Page full of coats of arms and all the special appointments held by the company...H.R.H. The Prince of Wales. H,R,H, The Duke of Edinburgh, Court Tailors to Her Majesty the Queen (Victoria), H.R.H The Crown Prince of Prussia, His Majesty the Emperor of France, etc,

TO HENRY POOLE & CO.
36,37,38 & 39 Saville Row, W.
 
1880 Nov 25th
 
A black superfine dress coat lined silk     6£ 6s
a black cashmere dress waistcoat 2 braids & silk back  2£ 5s
.a pair of black doeskin dress trousers    2£ 12s 6p

 

Stamped 'RECEIVED 26 NOV PER HENRY POOLE & CO'

Folded into four.

29 x 20.50 cm

 

Henry Poole & Co is a bespoke tailor located at Savile Row in London. The company made the first modern-style dinner jacket based on specifications that the Prince of Wales (later Edward VII) gave the company in the 1880s.

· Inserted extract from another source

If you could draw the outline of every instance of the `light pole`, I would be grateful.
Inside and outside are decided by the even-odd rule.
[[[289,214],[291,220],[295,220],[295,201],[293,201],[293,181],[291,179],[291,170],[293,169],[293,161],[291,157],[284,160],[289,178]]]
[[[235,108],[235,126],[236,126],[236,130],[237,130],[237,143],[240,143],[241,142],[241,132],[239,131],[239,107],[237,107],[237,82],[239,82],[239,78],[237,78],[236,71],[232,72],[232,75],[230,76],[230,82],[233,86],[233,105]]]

The business opened first in Brunswick Square, in 1806, originally specializing in military tailoring, with particular merit at the time of the Battle of Waterloo. Their business moved to Savile Row in 1846,..

Jeanne Pereire, daughter of Isaac Pereire married Eduardo Philipson in 1881. He was an engineer from Florence Italy,

Émile Pereire (1800-1875) and his brother Isaac Pereire (1806– 1880) were major figures in the development of France's finance and infrastructure during the Second French Empire. The Pereire brothers challenged the dominance of the Rothschilds in continental European finance, known at the time as haute finance. Their attempt was temporarily successful, and even though it collapsed in the late 1860s, it contributed to a more developed and vibrant economic landscape. Like the Rothschilds, the Pereires were Jews, but unlike them, they were Sephardi of Portuguese origin.

Both were enthusiastic patrons of the arts and their hôtel particulier was hung with paintings by Ingres, Fragonard, Botticelli, Rembrandt and Vermeer.